Friday, January 4, 2008

Thailand


Masa Depan Thailand yang Tak Menentu

Pemilihan umum Thailand pada 23 Desember 2007 lalu membuat masa depan negara itu menjadi tak menentu. Di luar dugaan, dalam pemilu yang diadakan oleh pemerintahan sementara hasil kudeta militer 19 September 2006, Partai Kekuatan Rakyat yang memiliki hubungan dekat dengan Thaksin Shinawatra, perdana menteri yang tersingkir, meraih suara terbanyak.

Komisi Pemilihan Umum Thailand mengumumkan, Partai Kekuatan Rakyat (PPP) meraih 233 kursi dari 480 kursi Majelis Rendah yang diperebutkan.
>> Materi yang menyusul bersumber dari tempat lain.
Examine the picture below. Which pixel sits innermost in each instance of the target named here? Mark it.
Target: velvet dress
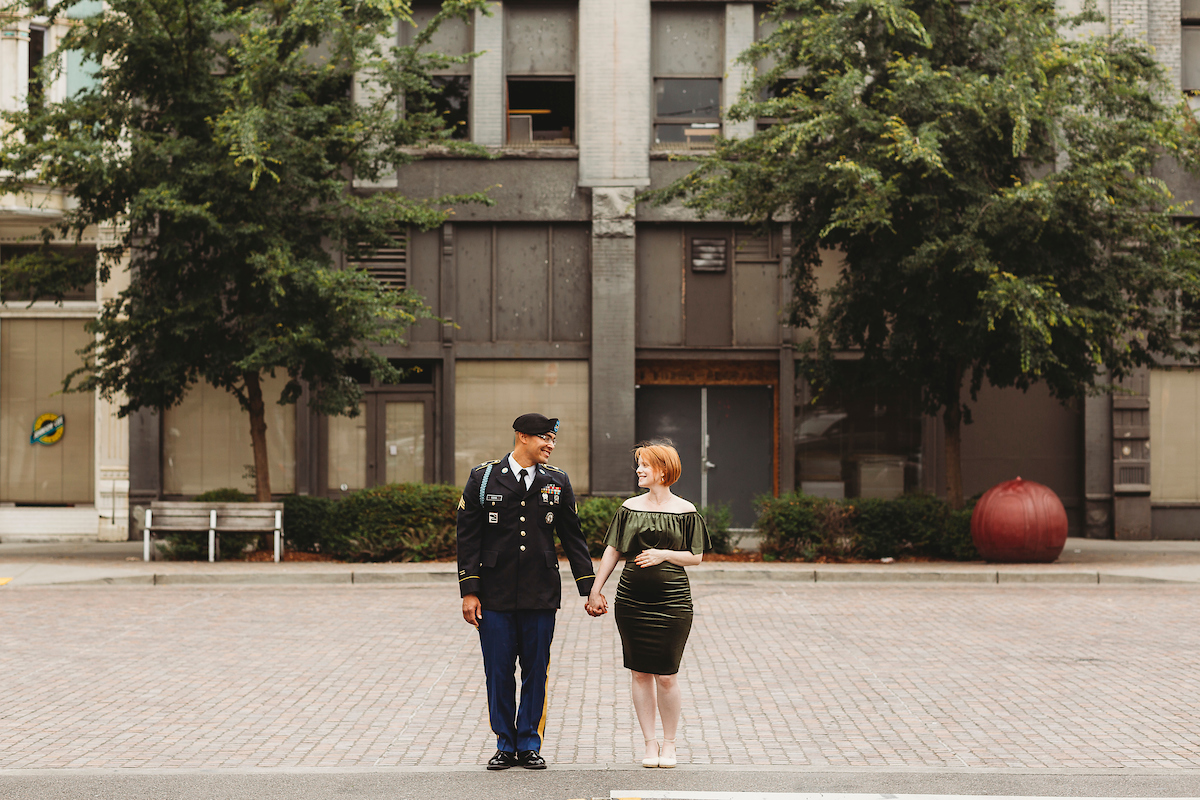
(653, 606)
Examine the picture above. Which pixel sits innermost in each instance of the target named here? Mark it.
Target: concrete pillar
(1098, 467)
(487, 120)
(1167, 37)
(449, 310)
(739, 24)
(13, 64)
(145, 465)
(613, 319)
(615, 92)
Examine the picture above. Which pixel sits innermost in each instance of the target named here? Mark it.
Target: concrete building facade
(627, 320)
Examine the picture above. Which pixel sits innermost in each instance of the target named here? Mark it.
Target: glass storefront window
(858, 443)
(35, 356)
(205, 441)
(405, 441)
(347, 453)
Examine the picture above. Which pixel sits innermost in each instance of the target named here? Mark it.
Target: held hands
(649, 558)
(597, 605)
(472, 609)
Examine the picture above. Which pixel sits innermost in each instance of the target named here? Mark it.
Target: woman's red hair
(661, 457)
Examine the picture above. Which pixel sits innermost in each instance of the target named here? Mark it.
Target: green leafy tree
(220, 140)
(984, 170)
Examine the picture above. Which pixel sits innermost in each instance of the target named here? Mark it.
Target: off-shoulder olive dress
(653, 607)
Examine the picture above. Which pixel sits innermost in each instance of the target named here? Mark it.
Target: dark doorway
(725, 438)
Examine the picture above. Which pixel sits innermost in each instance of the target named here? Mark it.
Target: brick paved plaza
(797, 675)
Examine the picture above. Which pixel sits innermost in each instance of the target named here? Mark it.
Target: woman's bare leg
(645, 703)
(670, 702)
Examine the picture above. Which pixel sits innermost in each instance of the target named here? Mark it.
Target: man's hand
(472, 609)
(597, 605)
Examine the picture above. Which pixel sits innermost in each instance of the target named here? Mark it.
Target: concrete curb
(706, 577)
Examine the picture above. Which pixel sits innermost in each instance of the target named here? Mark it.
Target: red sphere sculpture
(1019, 522)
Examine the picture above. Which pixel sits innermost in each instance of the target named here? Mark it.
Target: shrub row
(798, 527)
(397, 522)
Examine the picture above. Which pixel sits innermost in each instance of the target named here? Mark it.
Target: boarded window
(347, 452)
(205, 441)
(709, 254)
(451, 83)
(523, 283)
(1174, 435)
(35, 356)
(484, 429)
(688, 56)
(388, 265)
(539, 61)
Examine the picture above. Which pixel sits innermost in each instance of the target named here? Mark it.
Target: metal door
(725, 440)
(739, 458)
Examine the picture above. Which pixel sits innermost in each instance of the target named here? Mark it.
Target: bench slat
(192, 521)
(245, 524)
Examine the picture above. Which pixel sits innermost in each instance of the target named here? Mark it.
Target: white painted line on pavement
(657, 794)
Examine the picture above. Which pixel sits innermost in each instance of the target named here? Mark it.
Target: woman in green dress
(658, 534)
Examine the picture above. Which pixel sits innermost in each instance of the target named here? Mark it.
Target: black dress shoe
(502, 761)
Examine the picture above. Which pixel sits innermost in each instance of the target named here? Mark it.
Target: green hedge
(415, 522)
(397, 522)
(802, 528)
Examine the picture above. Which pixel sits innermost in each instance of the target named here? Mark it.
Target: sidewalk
(1083, 561)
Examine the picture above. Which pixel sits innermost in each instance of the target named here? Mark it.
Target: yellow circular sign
(48, 428)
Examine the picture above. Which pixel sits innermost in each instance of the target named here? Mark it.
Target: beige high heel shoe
(652, 761)
(667, 762)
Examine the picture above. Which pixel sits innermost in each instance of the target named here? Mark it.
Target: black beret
(534, 423)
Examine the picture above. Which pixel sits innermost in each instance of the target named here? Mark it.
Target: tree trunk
(952, 421)
(258, 437)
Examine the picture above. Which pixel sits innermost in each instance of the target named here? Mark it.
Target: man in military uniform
(509, 579)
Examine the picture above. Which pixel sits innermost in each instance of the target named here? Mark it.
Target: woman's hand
(652, 557)
(597, 605)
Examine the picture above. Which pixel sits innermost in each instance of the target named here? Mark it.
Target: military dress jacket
(507, 539)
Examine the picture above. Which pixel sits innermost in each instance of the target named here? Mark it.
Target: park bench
(171, 517)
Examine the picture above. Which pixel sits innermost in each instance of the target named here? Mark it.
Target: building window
(763, 29)
(1174, 444)
(858, 443)
(451, 84)
(688, 60)
(539, 58)
(36, 53)
(1189, 71)
(484, 431)
(205, 441)
(65, 252)
(35, 356)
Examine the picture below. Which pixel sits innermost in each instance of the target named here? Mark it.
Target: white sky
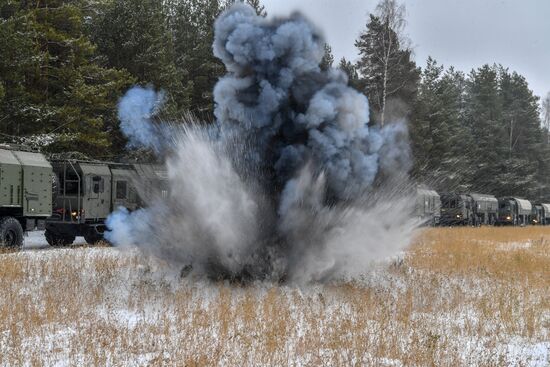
(462, 33)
Hanya kurang 8 kursi dari 241 kursi yang diperlukan untuk memerintah mayoritas.

Partai Demokrat, pesaing terkuat PPP, hanya mengumpulkan 165 kursi. Partai-partai sisanya, antara lain Partai Chart Thai dan Puea Pandin, masing-masing 40 kursi dan 24 kursi.

Persoalannya, bersediakah pemerintahan sementara hasil kudeta menerima hasil pemilihan umum itu dengan lapang dada. Mengingat untuk membentuk pemerintahan, PPP perlu berkoalisi untuk mendapatkan tambahan minimal 8 kursi. Akankah pemerintahan sementara hasil kudeta itu, yang sepenuhnya didukung Raja Bhumibol Adulyadej, mengizinkan partai-partai kecil berkoalisi dengan PPP? Ini masih harus ditunggu.

Rumor menyebutkan, kelompok anti-Thaksin di kalangan militer dan istana menekan partai-partai kecil untuk tidak berkoalisi dengan PPP, serta mengupayakan agar Partai Demokrat bersatu dengan partai-partai lain dan membentuk pemerintahan.

Masalah lain adalah bagaimana jika Thaksin kembali ke Thailand? Perdana Menteri (PM) Surayud Chulanont, yang dipilih oleh militer lewat kudeta, mengatakan, "Tidak ada masalah jika Thaksin kembali. Saya hanya menginginkan situasi negara ini secepatnya normal kembali." Sementara Jenderal Sonthi Boonyaratglin yang memimpin kudeta berjanji akan terus mengejar kasus korupsi yang dilakukan Thaksin.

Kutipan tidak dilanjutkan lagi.